When Navy lost homecoming games in previous years to the likes of Duke and Rice, they were merely disappointing defeats in disappointing seasons. Last week’s homecoming loss to Delaware caused more of a stir — and for that, the Midshipmen should be thankful.

The loss ended a three-game winning streak, hurt the Midshipmen’s bowl chances and brought the team back to reality after its best start since 1996 as it awaits today’s home date with Tulane. But at least people took notice, something fans in Annapolis haven’t done for a while. The Mids (5-3) were aware of the extra support, which made the loss to the Division I-AA Blue Hens even more painful.

“It’s a pride thing,” cornerback Vaughn Kelley said. “We’ve got a lot of people behind us and excited about us that haven’t been like this since I’ve been here. The Brigade [of midshipmen] and the fans were great last week, and we didn’t live up to their expectations. All I did was eat and go to sleep after the game ‘cause I wanted the day to be over. I was shaking when we watched film on Monday ‘cause I was so mad. You just don’t lose homecoming.”

Adding to the pain was that the main reasons for the defeat were turnovers (the Mids committed three) and a faltering ground game (180 yards, compared to the previous average of 321), areas in which the Mids had excelled.

But now the team must forget about Delaware with two of its toughest tests of the season looming. After Tulane’s visit, the Mids head to South Bend, Ind., next weekend for their annual tussle with the Fighting Irish.

Navy hasn’t defeated Notre Dame in 39 years, but the Mids can’t afford to overlook the Green Wave, who may be the tougher opponent. Injuries to Tulane’s defense, however, give the Mids a good chance of re-establishing their running game.

Eight Tulane defensive lineman have missed time this season. It has gotten so bad that an offensive lineman, Willie Christian, will be playing defensive end today.

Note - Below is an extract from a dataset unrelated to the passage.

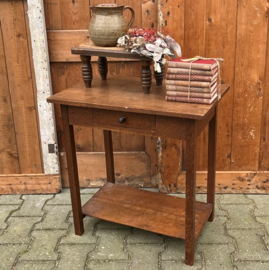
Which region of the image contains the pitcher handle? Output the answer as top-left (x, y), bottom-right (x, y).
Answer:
top-left (123, 6), bottom-right (135, 29)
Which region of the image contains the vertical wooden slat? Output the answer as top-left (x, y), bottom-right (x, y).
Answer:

Defensively, the Mids will face their toughest test to date against Tulane’s high-powered offense. The Green Wave (3-5) have two potential first-round draft picks in quarterback J.P. Losman and running back Mewelde Moore. The speedy Moore is only the second player in Division I-A history with 4,000 career rushing yards and 2,000 receiving yards.

Over the past three years, the Green Wave averaged more than 46 points against the Mids, all Tulane victories. The trend obviously must stop for Navy to win.

“They threw it over our head, underneath our head, wherever they wanted last year,” Navy coach Paul Johnson said. “They had a little of everything.”

Yet the Tulane offense has averaged under 25 points a game the past four weeks after scoring 36 points a game over the first month. Losman’s play has been part of the problem. In the Green Wave’s four-game losing streak, he has passed for a little more than 200 yards a game and thrown seven interceptions. But Johnson said Losman could be poised for a big game.

“They’ve scored 143 points in three games [against Navy],” Johnson said. “If you haven’t been playing well, I would think you’d be licking your chops to get up here to have a shot at that.”